Сейчас начнётся связь, может быть, что-то скажут по завтрашнему вертолёту. Включаюсь, настраиваюсь. Увы, передали, что вертолёта не будет. Как бы до Нового года здесь не застрять. Жена опять обидится.

3. ДУМА О МЕДВЕДЕ

Год назад, в это же самое время я вёл наблюдения за Потапычем и ждал, когда он соизволит бросить рыбалку на Тёплой протоке и ляжет в берлогу. День шёл за днём, наступил Новый год. Я не то что предвидел, но допускал случай, что придётся встречать праздник в поле, поэтому держал в заначке бутылку шампанского. В последний день декабря собрал рюкзак, взял видеокамеру со штативом, раскладной стульчик и отправился на протоку. Потапыч лежал на заснеженном берегу и лениво дожёвывал очередную добычу. На моё появление он почти не отреагировал, лишь слегка пошевелил округлыми ушами. Я подошёл метров на десять, укрепил на штативе камеру, включил запись, затем приблизился на дозволенные мне пять-шесть метров к медведю, поставил стульчик, сел и открыл шампанское. Закуску из сморщенных мандаринов, шоколадки и куска хлеба разложил на рюкзаке под ногами. Потапыч дремал, изредка шумно вздыхая.
Я был счастлив. И оттого, что нахожусь рядом с любимым медведем, и потому, что снимаю необычную сцену — встречу Нового года в лесу, возле парящей на морозе реки, на фоне дремлющего гигантского медведя. Конечно, во мне опять взыграл артист, но, чёрт возьми, как это было приятно!
20 С Новым годом, дорогой! С Новым годом, моя радость! — поднял я тост, громко обращаясь к Потапычу, который, услышав мой голос, открыл глаза и слегка поднял голову. — Как я давно мечтал об этом! Как мечтал, Потапыч, встретиться с тобой в этот праздник. Но знал бы ты, сколько горечи принёс моей жене. Сейчас бы я встречал Новый год дома, как все порядочные люди. Но мы с тобой непорядочные.
Я повернулся к камере:
Кто мог знать, что он останется на праздник со мной, да ещё вот здесь, на этой протоке, где мы с ним встретились двадцать лет назад. Я тогда пошёл за ним с фотоаппаратом и вот хожу все эти двадцать лет. Потапыч! — я вновь позвал его, и он опять поднял голову, сонно жмуря маленькие, почти невидимые издали глаза. — Мой ты зверюга! Единственный зверюга, с которым можно по-человечески пообщаться! Пью за нас!

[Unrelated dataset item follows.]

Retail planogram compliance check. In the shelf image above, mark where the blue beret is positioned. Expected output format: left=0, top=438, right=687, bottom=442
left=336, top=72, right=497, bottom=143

Я выпил. Потом еще долго сидел возле дремлющего Потапыча. Что держало его у протоки в столь позднее зимнее время? Почему он, с видимым усилием перебарывая сон, продолжал набивать рыбой брюхо, которое уже и без того волочилось по снегу?
Сделав ещё несколько планов видеосъёмки и сняв с десяток кадров фотоаппаратом, я собрал рюкзак и ушёл в избушку. После этого Потапыч рыбачил на протоке ещё несколько дней, но однажды исчез. Я пошёл по его следу, который привёл к берлоге, вырытой под толстой старой валежиной на террасовом склоне ручья Берложного. Потапыч спал внутри, громко посапывая. Одна из задних лап торчала наружу.
Ночью пошёл густой снег, который засыпал моего медведя до весны. Больше я его не видел. Может быть, он специально устроил мне праздник перед уходом в вечность? Попрощался со мной. Кто знает? Но сдаётся мне, что это так и было.
Летом я проверил берлогу Потапыча — она была пустой. Не обнаружилось и следов зимней охоты, отстрела его в берлоге. Значит, он благополучно пережил зиму. А затем пропал. Теперь на Тёплой протоке хозяйничает Верзила, который отбил её у Лопоухого. Завтра я попробую и Верзилу проводить до берлоги. Надо находить путь к его медвежьему сердцу, приучать к себе.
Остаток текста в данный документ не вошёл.